Three Cheers for Failure!
Last week I vowed to pay more attention to replication in psychology experiments. Repeated experiments are an important test of whether a finding is “really out there” or an accident, so, as a number of psychologists have been saying lately to the public, it is kind of a problem that many experiments are never repeated. And that, when they are, failures to replicate are often consigned to the file drawer. A new hypothesis often excites people; the “null hypothesis”—nothing’s out there, the prediction was wrong—not so much.
A big help in countering such prejudice is an online journal I hadn’t heard of until this week: the Journal of Articles in Support of the Null Hypothesis. As the name suggests, it publishes researchers’ reports that they fought the null and the null won, saving those papers from the file drawer and waste basket. Journals (and journalism even more) offer mostly a dance of research success (“they tried it, and, lo, it worked!”). This place is a haven for failure’s dull unwelcome (but so necessary!) song.
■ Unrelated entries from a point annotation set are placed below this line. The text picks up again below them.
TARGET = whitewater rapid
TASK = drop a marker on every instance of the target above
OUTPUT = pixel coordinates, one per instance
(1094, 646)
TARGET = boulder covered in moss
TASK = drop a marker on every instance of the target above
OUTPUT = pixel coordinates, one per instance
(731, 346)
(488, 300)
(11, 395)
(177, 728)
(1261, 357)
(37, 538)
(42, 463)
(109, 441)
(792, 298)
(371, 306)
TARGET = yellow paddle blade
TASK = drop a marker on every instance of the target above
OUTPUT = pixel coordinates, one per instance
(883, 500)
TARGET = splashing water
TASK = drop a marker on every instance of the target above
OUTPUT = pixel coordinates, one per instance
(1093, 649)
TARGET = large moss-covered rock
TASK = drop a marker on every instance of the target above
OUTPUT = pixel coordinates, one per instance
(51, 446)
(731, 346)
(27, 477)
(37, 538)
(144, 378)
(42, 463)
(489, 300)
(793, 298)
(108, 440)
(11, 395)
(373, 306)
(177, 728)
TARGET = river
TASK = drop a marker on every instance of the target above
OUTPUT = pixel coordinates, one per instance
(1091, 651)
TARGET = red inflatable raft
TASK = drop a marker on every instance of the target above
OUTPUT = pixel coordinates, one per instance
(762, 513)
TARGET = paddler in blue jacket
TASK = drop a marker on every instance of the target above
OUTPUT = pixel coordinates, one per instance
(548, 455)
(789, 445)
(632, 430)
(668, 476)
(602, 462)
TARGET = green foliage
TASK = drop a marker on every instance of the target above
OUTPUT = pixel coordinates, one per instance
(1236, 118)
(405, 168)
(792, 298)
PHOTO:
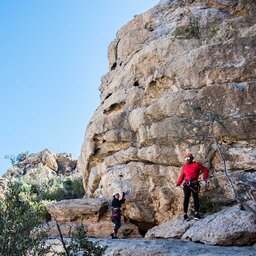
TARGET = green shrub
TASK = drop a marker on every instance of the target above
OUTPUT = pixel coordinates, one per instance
(21, 211)
(17, 220)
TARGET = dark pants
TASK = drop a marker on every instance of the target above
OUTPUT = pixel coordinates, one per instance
(117, 221)
(187, 194)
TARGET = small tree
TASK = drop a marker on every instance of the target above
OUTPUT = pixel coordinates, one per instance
(17, 221)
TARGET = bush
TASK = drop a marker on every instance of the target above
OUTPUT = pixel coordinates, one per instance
(23, 209)
(17, 220)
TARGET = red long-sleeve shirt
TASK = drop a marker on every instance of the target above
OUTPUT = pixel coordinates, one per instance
(192, 171)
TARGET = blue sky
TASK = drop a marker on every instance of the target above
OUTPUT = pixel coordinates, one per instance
(52, 56)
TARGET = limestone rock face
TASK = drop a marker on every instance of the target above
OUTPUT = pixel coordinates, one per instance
(48, 163)
(94, 214)
(182, 75)
(231, 226)
(170, 229)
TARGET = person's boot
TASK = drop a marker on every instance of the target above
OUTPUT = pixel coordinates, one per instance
(197, 216)
(186, 217)
(114, 235)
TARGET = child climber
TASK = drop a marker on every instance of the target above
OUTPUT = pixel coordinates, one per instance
(116, 212)
(190, 173)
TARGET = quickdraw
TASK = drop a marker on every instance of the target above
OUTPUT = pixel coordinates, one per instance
(190, 182)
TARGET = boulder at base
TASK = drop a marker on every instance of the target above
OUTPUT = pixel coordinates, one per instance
(231, 226)
(94, 214)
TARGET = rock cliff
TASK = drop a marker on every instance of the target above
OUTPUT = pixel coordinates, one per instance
(181, 76)
(43, 163)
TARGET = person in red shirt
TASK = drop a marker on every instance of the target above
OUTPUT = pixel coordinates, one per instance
(189, 174)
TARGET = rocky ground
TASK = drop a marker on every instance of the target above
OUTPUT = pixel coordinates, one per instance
(166, 247)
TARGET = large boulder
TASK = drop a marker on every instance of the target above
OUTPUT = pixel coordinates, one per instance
(94, 214)
(43, 164)
(170, 229)
(231, 226)
(228, 227)
(182, 75)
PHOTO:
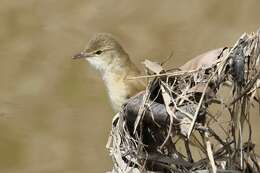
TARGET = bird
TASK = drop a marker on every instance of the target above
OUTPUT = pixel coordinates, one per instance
(108, 57)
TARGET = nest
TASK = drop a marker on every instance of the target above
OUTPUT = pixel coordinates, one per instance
(195, 118)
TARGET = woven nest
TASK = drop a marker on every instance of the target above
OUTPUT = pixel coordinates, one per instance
(194, 118)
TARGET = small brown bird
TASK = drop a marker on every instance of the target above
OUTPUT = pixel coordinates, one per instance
(106, 55)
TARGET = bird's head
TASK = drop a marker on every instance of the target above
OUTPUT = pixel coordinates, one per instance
(101, 51)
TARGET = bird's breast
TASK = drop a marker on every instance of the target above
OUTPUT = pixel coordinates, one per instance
(118, 90)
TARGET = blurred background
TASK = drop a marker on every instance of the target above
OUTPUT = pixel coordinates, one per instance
(55, 116)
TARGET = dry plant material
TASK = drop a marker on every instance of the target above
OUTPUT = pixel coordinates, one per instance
(175, 125)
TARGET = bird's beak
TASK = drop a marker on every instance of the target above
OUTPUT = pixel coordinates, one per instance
(82, 55)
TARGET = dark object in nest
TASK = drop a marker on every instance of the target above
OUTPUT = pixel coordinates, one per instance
(175, 110)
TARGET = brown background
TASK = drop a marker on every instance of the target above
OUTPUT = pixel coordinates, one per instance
(54, 112)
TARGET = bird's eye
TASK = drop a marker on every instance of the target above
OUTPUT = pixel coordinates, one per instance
(98, 52)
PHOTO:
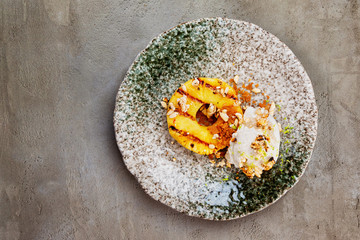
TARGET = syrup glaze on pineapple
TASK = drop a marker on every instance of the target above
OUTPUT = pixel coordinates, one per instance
(191, 98)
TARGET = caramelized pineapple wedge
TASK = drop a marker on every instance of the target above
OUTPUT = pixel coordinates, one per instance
(221, 101)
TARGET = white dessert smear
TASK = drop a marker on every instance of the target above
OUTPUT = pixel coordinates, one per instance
(247, 151)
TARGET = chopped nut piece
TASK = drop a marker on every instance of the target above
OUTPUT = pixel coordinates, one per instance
(224, 116)
(236, 79)
(261, 122)
(260, 143)
(239, 116)
(173, 115)
(182, 103)
(211, 110)
(236, 122)
(222, 92)
(183, 87)
(195, 82)
(256, 90)
(237, 103)
(215, 136)
(171, 111)
(272, 109)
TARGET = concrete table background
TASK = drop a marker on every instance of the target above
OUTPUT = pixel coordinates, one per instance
(61, 174)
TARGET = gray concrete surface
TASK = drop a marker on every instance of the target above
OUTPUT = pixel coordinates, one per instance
(61, 174)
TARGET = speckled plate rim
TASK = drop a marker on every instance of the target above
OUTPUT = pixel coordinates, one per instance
(311, 146)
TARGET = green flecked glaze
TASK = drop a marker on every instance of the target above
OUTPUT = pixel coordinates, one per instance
(217, 48)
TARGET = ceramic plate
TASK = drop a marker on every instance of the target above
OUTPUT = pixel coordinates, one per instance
(216, 48)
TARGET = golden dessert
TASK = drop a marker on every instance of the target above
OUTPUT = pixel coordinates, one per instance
(203, 114)
(206, 116)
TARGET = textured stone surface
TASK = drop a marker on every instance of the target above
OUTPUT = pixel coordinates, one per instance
(61, 174)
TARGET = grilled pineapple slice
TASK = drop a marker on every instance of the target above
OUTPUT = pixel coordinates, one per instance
(184, 105)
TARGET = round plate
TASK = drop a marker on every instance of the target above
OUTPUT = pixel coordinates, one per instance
(215, 48)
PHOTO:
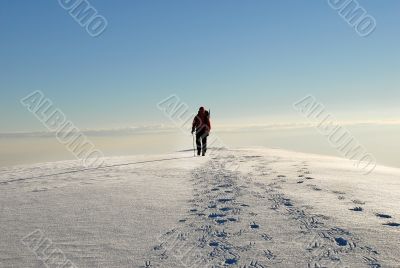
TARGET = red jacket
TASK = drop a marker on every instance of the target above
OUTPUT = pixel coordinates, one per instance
(201, 123)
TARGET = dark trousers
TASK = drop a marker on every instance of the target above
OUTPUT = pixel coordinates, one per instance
(201, 142)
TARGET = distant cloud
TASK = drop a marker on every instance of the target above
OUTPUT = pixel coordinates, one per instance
(160, 129)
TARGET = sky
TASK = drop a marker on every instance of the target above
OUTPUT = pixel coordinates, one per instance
(246, 60)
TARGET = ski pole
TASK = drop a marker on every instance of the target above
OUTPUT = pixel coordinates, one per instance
(194, 149)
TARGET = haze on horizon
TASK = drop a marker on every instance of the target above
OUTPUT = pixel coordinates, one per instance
(248, 62)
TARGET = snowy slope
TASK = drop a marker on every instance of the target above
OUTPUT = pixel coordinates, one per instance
(245, 208)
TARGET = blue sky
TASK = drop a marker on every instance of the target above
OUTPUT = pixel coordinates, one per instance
(244, 59)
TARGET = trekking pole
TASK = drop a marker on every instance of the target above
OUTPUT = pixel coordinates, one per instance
(194, 149)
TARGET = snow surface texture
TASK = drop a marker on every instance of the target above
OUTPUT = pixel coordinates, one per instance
(242, 208)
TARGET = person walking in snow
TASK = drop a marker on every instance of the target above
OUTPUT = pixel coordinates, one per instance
(202, 126)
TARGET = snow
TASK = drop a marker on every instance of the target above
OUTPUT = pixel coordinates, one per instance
(245, 207)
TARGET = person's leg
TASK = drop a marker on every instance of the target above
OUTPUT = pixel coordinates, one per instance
(198, 143)
(204, 142)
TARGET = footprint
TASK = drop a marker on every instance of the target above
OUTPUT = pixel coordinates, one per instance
(341, 241)
(392, 224)
(213, 244)
(224, 200)
(215, 215)
(221, 221)
(359, 209)
(254, 226)
(230, 261)
(384, 216)
(266, 237)
(358, 202)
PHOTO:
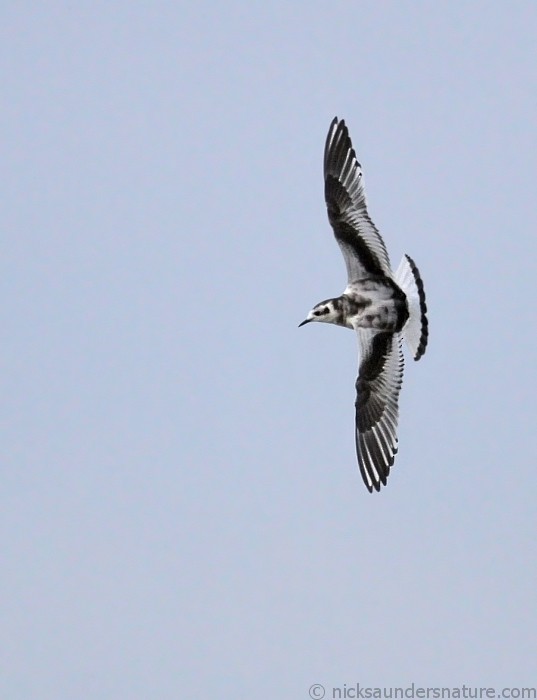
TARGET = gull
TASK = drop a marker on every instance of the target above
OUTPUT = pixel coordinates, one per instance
(382, 307)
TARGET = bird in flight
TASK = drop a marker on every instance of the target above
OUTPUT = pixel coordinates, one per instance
(382, 307)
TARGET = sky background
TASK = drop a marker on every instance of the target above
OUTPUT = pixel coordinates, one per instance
(182, 515)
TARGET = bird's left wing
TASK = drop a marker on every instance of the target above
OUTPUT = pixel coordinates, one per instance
(363, 249)
(377, 404)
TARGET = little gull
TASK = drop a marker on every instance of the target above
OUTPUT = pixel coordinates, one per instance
(380, 306)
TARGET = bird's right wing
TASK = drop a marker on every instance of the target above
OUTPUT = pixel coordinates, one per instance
(377, 404)
(360, 242)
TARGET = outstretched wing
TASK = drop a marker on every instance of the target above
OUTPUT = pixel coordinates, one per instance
(362, 246)
(377, 410)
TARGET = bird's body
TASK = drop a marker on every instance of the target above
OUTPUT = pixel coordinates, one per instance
(382, 307)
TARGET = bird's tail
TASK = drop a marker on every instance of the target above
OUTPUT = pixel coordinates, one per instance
(416, 329)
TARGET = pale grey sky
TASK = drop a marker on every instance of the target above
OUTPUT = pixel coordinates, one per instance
(182, 512)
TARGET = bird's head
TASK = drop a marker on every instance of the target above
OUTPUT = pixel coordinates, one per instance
(328, 311)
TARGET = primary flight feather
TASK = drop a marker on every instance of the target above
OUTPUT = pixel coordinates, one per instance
(382, 307)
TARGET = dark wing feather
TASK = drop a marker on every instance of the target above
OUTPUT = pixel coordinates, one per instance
(377, 410)
(360, 242)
Perusing the journal’s back issues, I see it’s my empirical duty (this really is not fun) to revisit some research I posted about here: Experiments that showed people who feel bad about their moral status are more eager to wash physically; and, conversely, that people, when asked to help out a stranger, were more likely to do so if they had not had a chance to wash first. This “Macbeth effect” suggests that moral and physical cleanliness are associated in an alarming way: Feeling good about the one seemed to incline people to give themselves a pass about the other.
Intriguing idea, which makes sense to me (and which aligns with a number of other studies performed elsewhere). But in a paper last year in the JASNH, (findable here or pdf here) four psychologists, in two separate projects, who tried to replicate “Macbeth effect” experiments report that they could not do it. They were not, they’re careful to say, doing exactly the same thing as the Macbeth authors, Chen-Bo Zhong and Katie Liljenquist. On the other hand, they used more people than the original studies, which is generally seen as a good way to avoid accidental effects.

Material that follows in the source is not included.